Automation
Installing AWX is easy. Operating it cleanly is not.
A production-oriented note on AWX with the operator, including namespace design, persistence, exposure, execution environments, validation, backups, and the failure modes that appear after the first successful login.
A first AWX login does not prove that the platform is ready for real work. Most weak installations fail later, when projects need persistent storage, custom execution environments, controlled ingress, backup discipline, and predictable upgrades.
This article uses the AWX Operator on Kubernetes and keeps the scope narrow on purpose. The goal is not to expose every field of the custom resource. The goal is to stand up an AWX instance that can survive the first serious operational questions.
What this article assumes
The examples below assume a Kubernetes cluster that already exists, working storage classes, TLS handled by your ingress layer or reverse proxy strategy, and administrators who prefer pinned versions over floating install commands.
The reference design is simple.
- One namespace dedicated to AWX
- Operator installed in that namespace
- AWX exposed behind ingress instead of a raw public
LoadBalancer - Persistent project storage enabled because many teams still depend on project sync and local content
- External execution environments prepared early instead of accepting ad hoc package drift later
- Backup and restore objects tested before the platform is declared usable
Pin the operator version before you install anything
Do not use a moving install target. Pin the operator version that you have validated in your lab or pre production environment.
export AWX_NAMESPACE=awx
export AWX_NAME=awx-prod
export AWX_OPERATOR_VERSION=2.19.1 Create the namespace first.
kubectl create namespace ${AWX_NAMESPACE} Install the operator from a pinned release.
kubectl apply -n ${AWX_NAMESPACE} -f https://github.com/ansible/awx-operator/releases/download/${AWX_OPERATOR_VERSION}/awx-operator.yaml Check that the operator is actually running before creating an AWX custom resource.

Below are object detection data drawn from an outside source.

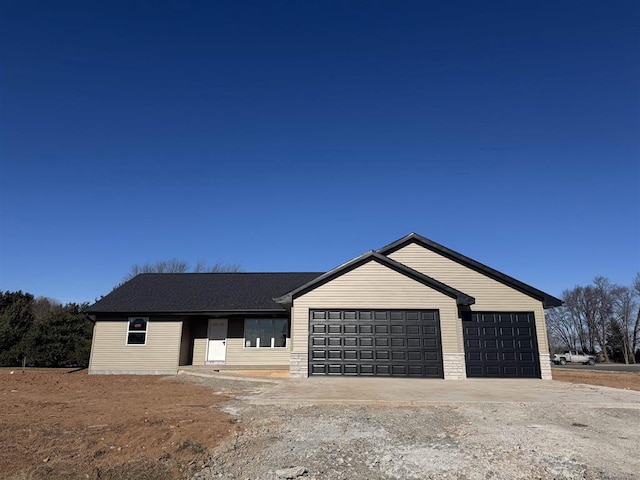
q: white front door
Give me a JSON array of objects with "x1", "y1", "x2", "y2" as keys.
[{"x1": 207, "y1": 318, "x2": 227, "y2": 363}]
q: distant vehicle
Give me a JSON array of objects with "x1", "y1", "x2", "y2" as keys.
[{"x1": 551, "y1": 350, "x2": 596, "y2": 365}]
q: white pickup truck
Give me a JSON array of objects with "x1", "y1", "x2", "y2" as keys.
[{"x1": 551, "y1": 350, "x2": 596, "y2": 365}]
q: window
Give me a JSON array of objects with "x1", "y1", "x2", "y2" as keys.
[
  {"x1": 244, "y1": 318, "x2": 289, "y2": 348},
  {"x1": 127, "y1": 317, "x2": 149, "y2": 345}
]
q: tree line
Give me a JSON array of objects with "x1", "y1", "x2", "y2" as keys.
[
  {"x1": 0, "y1": 291, "x2": 93, "y2": 367},
  {"x1": 546, "y1": 273, "x2": 640, "y2": 363}
]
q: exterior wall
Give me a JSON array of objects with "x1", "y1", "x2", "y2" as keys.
[
  {"x1": 442, "y1": 353, "x2": 467, "y2": 380},
  {"x1": 290, "y1": 261, "x2": 464, "y2": 378},
  {"x1": 225, "y1": 338, "x2": 291, "y2": 368},
  {"x1": 191, "y1": 338, "x2": 208, "y2": 365},
  {"x1": 180, "y1": 320, "x2": 191, "y2": 365},
  {"x1": 89, "y1": 317, "x2": 182, "y2": 374},
  {"x1": 389, "y1": 243, "x2": 551, "y2": 378},
  {"x1": 540, "y1": 353, "x2": 553, "y2": 380}
]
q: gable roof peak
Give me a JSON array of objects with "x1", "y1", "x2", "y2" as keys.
[
  {"x1": 274, "y1": 250, "x2": 475, "y2": 305},
  {"x1": 378, "y1": 232, "x2": 564, "y2": 308}
]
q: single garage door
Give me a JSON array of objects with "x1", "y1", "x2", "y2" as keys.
[
  {"x1": 462, "y1": 312, "x2": 540, "y2": 378},
  {"x1": 309, "y1": 310, "x2": 443, "y2": 378}
]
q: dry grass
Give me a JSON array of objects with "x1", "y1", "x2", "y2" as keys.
[
  {"x1": 552, "y1": 368, "x2": 640, "y2": 391},
  {"x1": 0, "y1": 369, "x2": 237, "y2": 480}
]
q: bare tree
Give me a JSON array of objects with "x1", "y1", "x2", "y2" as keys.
[
  {"x1": 122, "y1": 258, "x2": 241, "y2": 283},
  {"x1": 613, "y1": 287, "x2": 638, "y2": 364},
  {"x1": 631, "y1": 273, "x2": 640, "y2": 358},
  {"x1": 545, "y1": 307, "x2": 583, "y2": 350}
]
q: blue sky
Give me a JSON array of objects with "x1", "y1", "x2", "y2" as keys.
[{"x1": 0, "y1": 0, "x2": 640, "y2": 302}]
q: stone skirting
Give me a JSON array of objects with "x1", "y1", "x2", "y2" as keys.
[
  {"x1": 540, "y1": 353, "x2": 552, "y2": 380},
  {"x1": 289, "y1": 352, "x2": 309, "y2": 378},
  {"x1": 442, "y1": 353, "x2": 467, "y2": 380}
]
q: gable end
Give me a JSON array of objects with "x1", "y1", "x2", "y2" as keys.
[{"x1": 378, "y1": 233, "x2": 563, "y2": 308}]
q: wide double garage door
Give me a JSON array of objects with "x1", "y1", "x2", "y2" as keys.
[
  {"x1": 309, "y1": 310, "x2": 443, "y2": 378},
  {"x1": 462, "y1": 312, "x2": 540, "y2": 378}
]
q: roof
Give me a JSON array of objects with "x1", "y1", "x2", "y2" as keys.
[
  {"x1": 88, "y1": 272, "x2": 322, "y2": 313},
  {"x1": 378, "y1": 233, "x2": 563, "y2": 308},
  {"x1": 276, "y1": 250, "x2": 476, "y2": 305}
]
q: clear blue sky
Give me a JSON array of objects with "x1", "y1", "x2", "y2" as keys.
[{"x1": 0, "y1": 0, "x2": 640, "y2": 302}]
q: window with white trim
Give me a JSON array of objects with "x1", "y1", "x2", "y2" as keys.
[
  {"x1": 127, "y1": 317, "x2": 149, "y2": 345},
  {"x1": 244, "y1": 318, "x2": 289, "y2": 348}
]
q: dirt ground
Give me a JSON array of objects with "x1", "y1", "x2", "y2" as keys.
[
  {"x1": 552, "y1": 368, "x2": 640, "y2": 391},
  {"x1": 0, "y1": 369, "x2": 640, "y2": 480},
  {"x1": 0, "y1": 369, "x2": 239, "y2": 479},
  {"x1": 185, "y1": 378, "x2": 640, "y2": 480}
]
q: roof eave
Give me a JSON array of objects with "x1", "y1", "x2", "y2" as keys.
[
  {"x1": 377, "y1": 233, "x2": 564, "y2": 308},
  {"x1": 274, "y1": 250, "x2": 476, "y2": 305}
]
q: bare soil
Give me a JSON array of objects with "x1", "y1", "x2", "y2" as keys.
[
  {"x1": 552, "y1": 368, "x2": 640, "y2": 391},
  {"x1": 0, "y1": 369, "x2": 640, "y2": 480},
  {"x1": 0, "y1": 369, "x2": 239, "y2": 480}
]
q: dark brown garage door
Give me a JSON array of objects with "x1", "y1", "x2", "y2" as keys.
[
  {"x1": 462, "y1": 312, "x2": 540, "y2": 378},
  {"x1": 309, "y1": 310, "x2": 443, "y2": 378}
]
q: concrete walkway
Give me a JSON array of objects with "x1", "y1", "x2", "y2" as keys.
[{"x1": 242, "y1": 377, "x2": 640, "y2": 409}]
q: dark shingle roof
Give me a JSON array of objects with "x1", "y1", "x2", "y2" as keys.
[
  {"x1": 89, "y1": 272, "x2": 322, "y2": 313},
  {"x1": 276, "y1": 250, "x2": 476, "y2": 305},
  {"x1": 378, "y1": 233, "x2": 564, "y2": 308}
]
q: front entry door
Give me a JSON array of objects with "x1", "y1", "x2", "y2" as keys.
[{"x1": 207, "y1": 318, "x2": 227, "y2": 363}]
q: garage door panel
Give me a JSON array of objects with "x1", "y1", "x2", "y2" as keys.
[
  {"x1": 309, "y1": 310, "x2": 443, "y2": 378},
  {"x1": 342, "y1": 324, "x2": 358, "y2": 335},
  {"x1": 311, "y1": 324, "x2": 327, "y2": 334},
  {"x1": 360, "y1": 337, "x2": 373, "y2": 347},
  {"x1": 462, "y1": 312, "x2": 540, "y2": 378}
]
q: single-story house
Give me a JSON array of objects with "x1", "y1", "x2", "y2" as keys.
[{"x1": 89, "y1": 233, "x2": 562, "y2": 379}]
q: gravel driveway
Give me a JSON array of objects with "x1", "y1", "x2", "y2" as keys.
[{"x1": 180, "y1": 378, "x2": 640, "y2": 480}]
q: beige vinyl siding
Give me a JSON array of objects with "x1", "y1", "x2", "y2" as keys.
[
  {"x1": 389, "y1": 243, "x2": 549, "y2": 352},
  {"x1": 89, "y1": 318, "x2": 182, "y2": 373},
  {"x1": 180, "y1": 321, "x2": 191, "y2": 365},
  {"x1": 291, "y1": 260, "x2": 463, "y2": 353},
  {"x1": 225, "y1": 338, "x2": 291, "y2": 367}
]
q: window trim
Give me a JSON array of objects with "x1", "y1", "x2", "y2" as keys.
[
  {"x1": 124, "y1": 317, "x2": 150, "y2": 347},
  {"x1": 242, "y1": 317, "x2": 291, "y2": 349}
]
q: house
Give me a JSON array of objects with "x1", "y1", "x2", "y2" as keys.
[{"x1": 89, "y1": 233, "x2": 562, "y2": 379}]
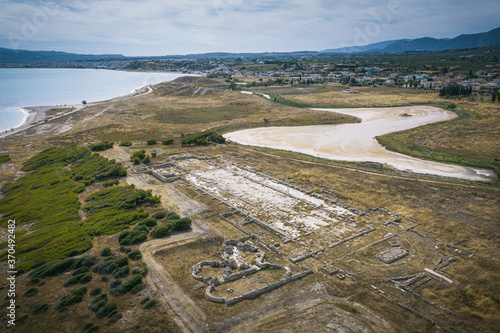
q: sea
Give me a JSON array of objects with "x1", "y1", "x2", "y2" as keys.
[{"x1": 0, "y1": 68, "x2": 185, "y2": 132}]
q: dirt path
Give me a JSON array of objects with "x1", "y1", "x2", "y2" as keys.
[
  {"x1": 239, "y1": 146, "x2": 498, "y2": 189},
  {"x1": 139, "y1": 221, "x2": 210, "y2": 332}
]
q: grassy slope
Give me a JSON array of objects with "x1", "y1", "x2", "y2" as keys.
[{"x1": 0, "y1": 146, "x2": 158, "y2": 269}]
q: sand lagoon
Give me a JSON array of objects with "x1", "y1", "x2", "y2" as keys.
[{"x1": 224, "y1": 106, "x2": 495, "y2": 181}]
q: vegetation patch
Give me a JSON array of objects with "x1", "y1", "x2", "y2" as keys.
[
  {"x1": 130, "y1": 150, "x2": 151, "y2": 165},
  {"x1": 92, "y1": 257, "x2": 128, "y2": 274},
  {"x1": 102, "y1": 179, "x2": 120, "y2": 187},
  {"x1": 55, "y1": 287, "x2": 87, "y2": 312},
  {"x1": 89, "y1": 141, "x2": 115, "y2": 151},
  {"x1": 118, "y1": 220, "x2": 149, "y2": 246},
  {"x1": 151, "y1": 215, "x2": 191, "y2": 238},
  {"x1": 30, "y1": 257, "x2": 94, "y2": 279},
  {"x1": 128, "y1": 250, "x2": 142, "y2": 260},
  {"x1": 138, "y1": 217, "x2": 157, "y2": 228},
  {"x1": 23, "y1": 288, "x2": 38, "y2": 297},
  {"x1": 0, "y1": 155, "x2": 10, "y2": 164},
  {"x1": 143, "y1": 298, "x2": 156, "y2": 309},
  {"x1": 120, "y1": 141, "x2": 132, "y2": 147},
  {"x1": 71, "y1": 154, "x2": 127, "y2": 186},
  {"x1": 161, "y1": 138, "x2": 174, "y2": 146},
  {"x1": 31, "y1": 304, "x2": 50, "y2": 314},
  {"x1": 83, "y1": 185, "x2": 160, "y2": 236},
  {"x1": 0, "y1": 146, "x2": 133, "y2": 269},
  {"x1": 110, "y1": 274, "x2": 143, "y2": 295}
]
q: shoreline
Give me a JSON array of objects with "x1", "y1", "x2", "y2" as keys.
[
  {"x1": 224, "y1": 106, "x2": 496, "y2": 182},
  {"x1": 0, "y1": 67, "x2": 201, "y2": 139},
  {"x1": 0, "y1": 85, "x2": 154, "y2": 139}
]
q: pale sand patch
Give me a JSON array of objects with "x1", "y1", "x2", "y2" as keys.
[{"x1": 224, "y1": 106, "x2": 495, "y2": 181}]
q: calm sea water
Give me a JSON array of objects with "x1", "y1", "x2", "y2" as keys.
[{"x1": 0, "y1": 68, "x2": 188, "y2": 131}]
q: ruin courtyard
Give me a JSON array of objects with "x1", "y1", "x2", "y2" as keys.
[{"x1": 126, "y1": 152, "x2": 496, "y2": 332}]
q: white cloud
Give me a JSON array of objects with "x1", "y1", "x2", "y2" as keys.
[{"x1": 0, "y1": 0, "x2": 500, "y2": 55}]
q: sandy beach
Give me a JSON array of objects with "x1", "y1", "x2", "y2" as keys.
[
  {"x1": 0, "y1": 85, "x2": 153, "y2": 139},
  {"x1": 224, "y1": 106, "x2": 495, "y2": 181}
]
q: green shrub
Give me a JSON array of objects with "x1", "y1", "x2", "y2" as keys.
[
  {"x1": 71, "y1": 154, "x2": 127, "y2": 186},
  {"x1": 83, "y1": 323, "x2": 94, "y2": 330},
  {"x1": 110, "y1": 274, "x2": 143, "y2": 295},
  {"x1": 130, "y1": 283, "x2": 145, "y2": 294},
  {"x1": 78, "y1": 273, "x2": 92, "y2": 284},
  {"x1": 23, "y1": 287, "x2": 38, "y2": 297},
  {"x1": 89, "y1": 141, "x2": 114, "y2": 151},
  {"x1": 106, "y1": 312, "x2": 123, "y2": 325},
  {"x1": 113, "y1": 266, "x2": 130, "y2": 279},
  {"x1": 55, "y1": 287, "x2": 87, "y2": 312},
  {"x1": 26, "y1": 278, "x2": 40, "y2": 286},
  {"x1": 92, "y1": 257, "x2": 128, "y2": 274},
  {"x1": 181, "y1": 130, "x2": 226, "y2": 146},
  {"x1": 96, "y1": 303, "x2": 117, "y2": 318},
  {"x1": 31, "y1": 304, "x2": 49, "y2": 314},
  {"x1": 90, "y1": 288, "x2": 101, "y2": 296},
  {"x1": 128, "y1": 250, "x2": 142, "y2": 260},
  {"x1": 0, "y1": 146, "x2": 137, "y2": 268},
  {"x1": 166, "y1": 212, "x2": 181, "y2": 221},
  {"x1": 0, "y1": 155, "x2": 10, "y2": 164},
  {"x1": 90, "y1": 293, "x2": 108, "y2": 306},
  {"x1": 151, "y1": 222, "x2": 172, "y2": 238},
  {"x1": 132, "y1": 263, "x2": 148, "y2": 276},
  {"x1": 63, "y1": 273, "x2": 85, "y2": 287},
  {"x1": 162, "y1": 138, "x2": 174, "y2": 146},
  {"x1": 30, "y1": 259, "x2": 75, "y2": 279},
  {"x1": 130, "y1": 150, "x2": 146, "y2": 161},
  {"x1": 14, "y1": 313, "x2": 28, "y2": 324},
  {"x1": 167, "y1": 217, "x2": 191, "y2": 231},
  {"x1": 151, "y1": 212, "x2": 167, "y2": 220},
  {"x1": 72, "y1": 266, "x2": 90, "y2": 276},
  {"x1": 120, "y1": 246, "x2": 132, "y2": 253},
  {"x1": 138, "y1": 217, "x2": 156, "y2": 228},
  {"x1": 85, "y1": 325, "x2": 99, "y2": 333},
  {"x1": 120, "y1": 141, "x2": 132, "y2": 147},
  {"x1": 143, "y1": 298, "x2": 156, "y2": 309},
  {"x1": 83, "y1": 185, "x2": 160, "y2": 236},
  {"x1": 119, "y1": 220, "x2": 148, "y2": 245},
  {"x1": 101, "y1": 247, "x2": 112, "y2": 257},
  {"x1": 102, "y1": 179, "x2": 120, "y2": 187}
]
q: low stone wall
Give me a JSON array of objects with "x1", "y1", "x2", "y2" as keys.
[
  {"x1": 205, "y1": 266, "x2": 312, "y2": 306},
  {"x1": 288, "y1": 248, "x2": 325, "y2": 264},
  {"x1": 328, "y1": 227, "x2": 376, "y2": 248}
]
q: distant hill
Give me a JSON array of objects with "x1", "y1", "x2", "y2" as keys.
[
  {"x1": 0, "y1": 47, "x2": 126, "y2": 64},
  {"x1": 320, "y1": 28, "x2": 500, "y2": 53}
]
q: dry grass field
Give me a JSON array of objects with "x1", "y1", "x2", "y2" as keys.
[{"x1": 0, "y1": 78, "x2": 500, "y2": 332}]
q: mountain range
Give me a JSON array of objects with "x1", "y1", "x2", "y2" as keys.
[
  {"x1": 0, "y1": 28, "x2": 500, "y2": 64},
  {"x1": 320, "y1": 28, "x2": 500, "y2": 53}
]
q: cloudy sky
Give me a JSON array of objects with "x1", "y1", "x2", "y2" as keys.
[{"x1": 0, "y1": 0, "x2": 500, "y2": 56}]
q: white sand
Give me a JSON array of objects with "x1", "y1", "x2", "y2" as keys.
[{"x1": 224, "y1": 106, "x2": 495, "y2": 181}]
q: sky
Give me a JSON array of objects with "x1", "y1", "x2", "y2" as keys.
[{"x1": 0, "y1": 0, "x2": 500, "y2": 56}]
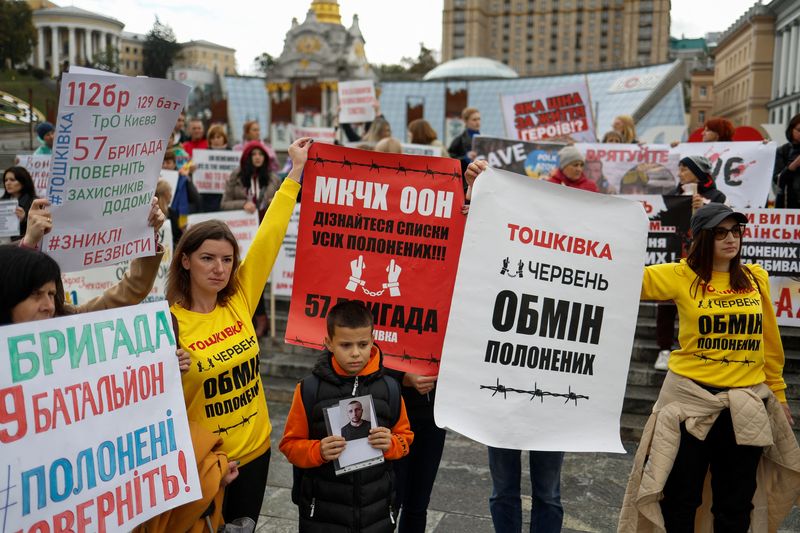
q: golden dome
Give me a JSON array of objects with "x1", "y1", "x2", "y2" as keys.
[{"x1": 311, "y1": 0, "x2": 342, "y2": 24}]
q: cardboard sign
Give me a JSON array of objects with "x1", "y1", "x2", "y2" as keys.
[
  {"x1": 42, "y1": 69, "x2": 189, "y2": 272},
  {"x1": 500, "y1": 83, "x2": 597, "y2": 142},
  {"x1": 192, "y1": 150, "x2": 242, "y2": 194},
  {"x1": 575, "y1": 143, "x2": 680, "y2": 195},
  {"x1": 400, "y1": 143, "x2": 442, "y2": 157},
  {"x1": 338, "y1": 80, "x2": 375, "y2": 124},
  {"x1": 15, "y1": 154, "x2": 52, "y2": 196},
  {"x1": 61, "y1": 220, "x2": 172, "y2": 305},
  {"x1": 286, "y1": 144, "x2": 464, "y2": 375},
  {"x1": 434, "y1": 168, "x2": 648, "y2": 453}
]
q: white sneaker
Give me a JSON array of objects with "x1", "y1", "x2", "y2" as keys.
[{"x1": 653, "y1": 350, "x2": 670, "y2": 370}]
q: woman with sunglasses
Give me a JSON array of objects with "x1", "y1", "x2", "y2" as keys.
[{"x1": 619, "y1": 203, "x2": 800, "y2": 533}]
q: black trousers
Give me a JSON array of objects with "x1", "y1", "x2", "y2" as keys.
[
  {"x1": 222, "y1": 448, "x2": 272, "y2": 524},
  {"x1": 661, "y1": 409, "x2": 762, "y2": 533},
  {"x1": 394, "y1": 417, "x2": 447, "y2": 533}
]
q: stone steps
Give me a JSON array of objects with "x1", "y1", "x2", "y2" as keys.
[{"x1": 261, "y1": 300, "x2": 800, "y2": 441}]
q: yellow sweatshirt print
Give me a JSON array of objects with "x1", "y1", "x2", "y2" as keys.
[
  {"x1": 170, "y1": 179, "x2": 300, "y2": 465},
  {"x1": 642, "y1": 260, "x2": 786, "y2": 402}
]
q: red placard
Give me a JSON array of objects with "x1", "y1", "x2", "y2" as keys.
[{"x1": 286, "y1": 144, "x2": 466, "y2": 375}]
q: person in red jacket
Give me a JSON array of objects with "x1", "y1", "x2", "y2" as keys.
[{"x1": 547, "y1": 146, "x2": 599, "y2": 192}]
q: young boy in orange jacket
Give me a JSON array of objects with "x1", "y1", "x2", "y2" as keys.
[{"x1": 279, "y1": 301, "x2": 414, "y2": 533}]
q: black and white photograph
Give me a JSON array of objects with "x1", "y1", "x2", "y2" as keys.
[{"x1": 325, "y1": 394, "x2": 383, "y2": 475}]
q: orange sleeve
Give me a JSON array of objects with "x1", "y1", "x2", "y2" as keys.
[
  {"x1": 383, "y1": 398, "x2": 414, "y2": 461},
  {"x1": 278, "y1": 383, "x2": 324, "y2": 468}
]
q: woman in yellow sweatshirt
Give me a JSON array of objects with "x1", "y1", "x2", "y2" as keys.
[
  {"x1": 619, "y1": 203, "x2": 797, "y2": 533},
  {"x1": 167, "y1": 138, "x2": 312, "y2": 522}
]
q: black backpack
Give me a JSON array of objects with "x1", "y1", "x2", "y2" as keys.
[{"x1": 292, "y1": 374, "x2": 400, "y2": 505}]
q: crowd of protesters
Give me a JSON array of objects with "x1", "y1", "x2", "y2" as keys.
[{"x1": 0, "y1": 103, "x2": 800, "y2": 533}]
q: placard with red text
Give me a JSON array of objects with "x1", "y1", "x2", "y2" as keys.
[
  {"x1": 500, "y1": 83, "x2": 597, "y2": 142},
  {"x1": 286, "y1": 144, "x2": 465, "y2": 375},
  {"x1": 0, "y1": 302, "x2": 202, "y2": 532},
  {"x1": 434, "y1": 168, "x2": 648, "y2": 453},
  {"x1": 740, "y1": 209, "x2": 800, "y2": 327},
  {"x1": 42, "y1": 69, "x2": 189, "y2": 272}
]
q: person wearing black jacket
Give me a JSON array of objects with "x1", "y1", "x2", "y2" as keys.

kubectl get pods -n ${AWX_NAMESPACE}
kubectl get deployments -n ${AWX_NAMESPACE}
kubectl logs deployment/awx-operator-controller-manager -n ${AWX_NAMESPACE} If you skip this validation and apply the AWX resource immediately, you only gain noise. Start with a healthy operator.
Create an AWX custom resource that reflects an actual platform choice
A throwaway demo often uses the smallest possible resource and accepts the defaults. That is usually where later problems begin.
This example keeps the service private inside the cluster, enables project persistence, sets a clear hostname, and avoids pretending that the default execution image is a long term operating model.
apiVersion: awx.ansible.com/v1beta1
kind: AWX
metadata:
name: awx-prod
namespace: awx
spec:
service_type: ClusterIP
ingress_type: ingress
hostname: awx.naxaya.internal
projects_persistence: true
projects_storage_access_mode: ReadWriteOnce
projects_storage_size: 20Gi
admin_user: admin
web_resource_requirements:
requests:
cpu: 500m
memory: 1Gi
limits:
cpu: 1
memory: 2Gi
task_resource_requirements:
requests:
cpu: 500m
memory: 1Gi
limits:
cpu: 2
memory: 4Gi Apply it.
kubectl apply -f awx-prod.yaml Then watch the rollout instead of assuming it will settle correctly.
kubectl get awx -n ${AWX_NAMESPACE}
kubectl get pods -n ${AWX_NAMESPACE} -w A realistic first validation is not only “pods are Running”. It is that the web, task, migration, Redis, and PostgreSQL related components converge without repeated restarts.
Retrieve the admin password and confirm the platform object state
The basic install flow is useful, but it should be treated as a checkpoint, not an end state.
kubectl get secret ${AWX_NAME}-admin-password -n ${AWX_NAMESPACE} -o jsonpath='{.data.password}' | base64 --decode && echo Collect the object status as well.
kubectl describe awx ${AWX_NAME} -n ${AWX_NAMESPACE}
kubectl get svc -n ${AWX_NAMESPACE}
kubectl get ingress -n ${AWX_NAMESPACE} If the password works but the status is unstable, you are not done. The first login is only the start of the validation sequence.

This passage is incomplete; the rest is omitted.